When it’s your turn to speak, remain in a more neutral position. Don’t lean back as if you own the place or you might seem unnecessarily arrogant. Sit up straight and save the leaning for when you’re listening.

3. Nod Your Head
Keeping your chin up and your head level is a good way to convey inner confidence. When you’re listening, tilt your head slightly, and as long as you agree with what your interviewer is saying, give an occasional nod to show that you’re following along. If you don’t agree with something, be careful about nodding to show you’re listening, because it’s generally regarded as a signal of consensus.

This is another area where women do better than men.
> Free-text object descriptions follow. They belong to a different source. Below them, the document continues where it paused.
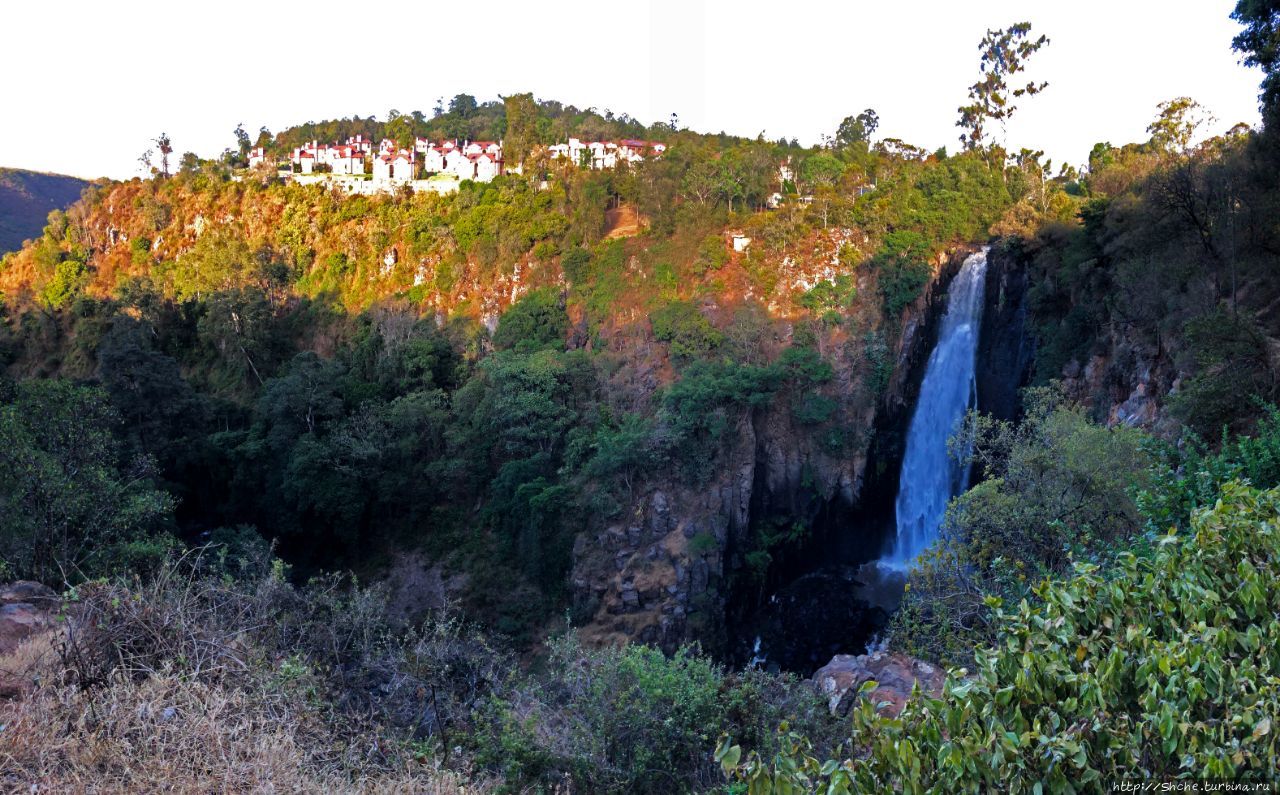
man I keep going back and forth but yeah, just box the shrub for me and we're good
[41,257,90,309]
[130,235,153,265]
[874,247,931,319]
[1137,402,1280,533]
[650,300,724,362]
[1169,309,1275,437]
[475,632,839,794]
[492,288,568,352]
[892,393,1150,665]
[722,481,1280,791]
[0,379,175,584]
It really does pay to watch a woman’s body language at work, fellas. They’re much better at expressing themselves physically than we are. And they’re fabulous listeners.
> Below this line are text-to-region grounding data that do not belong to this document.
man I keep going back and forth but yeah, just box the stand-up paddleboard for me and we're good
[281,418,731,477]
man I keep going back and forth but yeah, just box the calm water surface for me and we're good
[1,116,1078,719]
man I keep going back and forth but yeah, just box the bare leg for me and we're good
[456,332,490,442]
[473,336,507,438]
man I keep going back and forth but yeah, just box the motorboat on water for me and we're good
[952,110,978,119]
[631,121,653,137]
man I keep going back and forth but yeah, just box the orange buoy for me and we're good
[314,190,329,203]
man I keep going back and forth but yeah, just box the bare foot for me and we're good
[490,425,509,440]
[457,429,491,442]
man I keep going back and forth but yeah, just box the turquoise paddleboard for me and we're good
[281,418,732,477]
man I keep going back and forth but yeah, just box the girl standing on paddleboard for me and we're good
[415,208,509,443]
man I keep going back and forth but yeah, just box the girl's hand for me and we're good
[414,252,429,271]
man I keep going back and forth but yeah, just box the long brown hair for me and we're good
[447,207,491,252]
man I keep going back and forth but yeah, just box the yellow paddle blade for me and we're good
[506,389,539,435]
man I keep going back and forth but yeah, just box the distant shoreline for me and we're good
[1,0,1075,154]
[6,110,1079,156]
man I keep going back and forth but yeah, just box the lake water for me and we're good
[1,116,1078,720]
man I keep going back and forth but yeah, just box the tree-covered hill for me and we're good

Watch a female social butterfly at work. Great eye contact, the nodding head, and leaning in toward the speaker—they seem to have it down to an art, but it simply comes naturally to them.

4. Flash a Nice, Toothy Grin
An animated face is an important part of being appealing. No one likes to talk with someone who seems to be in a somber mood, never smiles, and conveys no personality with her expressions. Don’t go with the orangutan look or the cheeseburger grin, but when you smile, smile with enthusiasm. The last thing you want to do is fake your emotions, as it’s impossible to force a smile with your eyes.

Show off those pearly whites, too; just make sure you pick that big green chunk of wheat grass out from between your two front teeth before the interview. This is not a good way to show your potential boss you’re getting your veggies.

5. Proximity
Standing closer to someone also creates rapport, but this is a dangerous one because getting too close too quickly will make many people extremely uncomfortable. It’s best to try closing the distance naturally a little at a time and judge your interviewer’s reaction.

This can be really tricky in intercultural communication. Americans, for instance, tend to keep a lot more distance between each other when speaking, while certain other cultures, —like those in the Middle East, for example—will often get right up in your face.

If someone starts stepping backwards, do not try to close the gap again—you may even want to step back a little yourself to show you’re not trying to overcompensate and that you know the boundaries have been crossed. If he or she turns and starts running toward the nearest exit, please don’t chase them. They do not want to play.

This is just a brief rundown of some ways that body language conveys messages to the people we meet. If you want to bring an edge to an interview like no other applicant can, saying more is not the key, at least not with your lips. But a simple change in body language can create a lasting impression that doesn’t go away.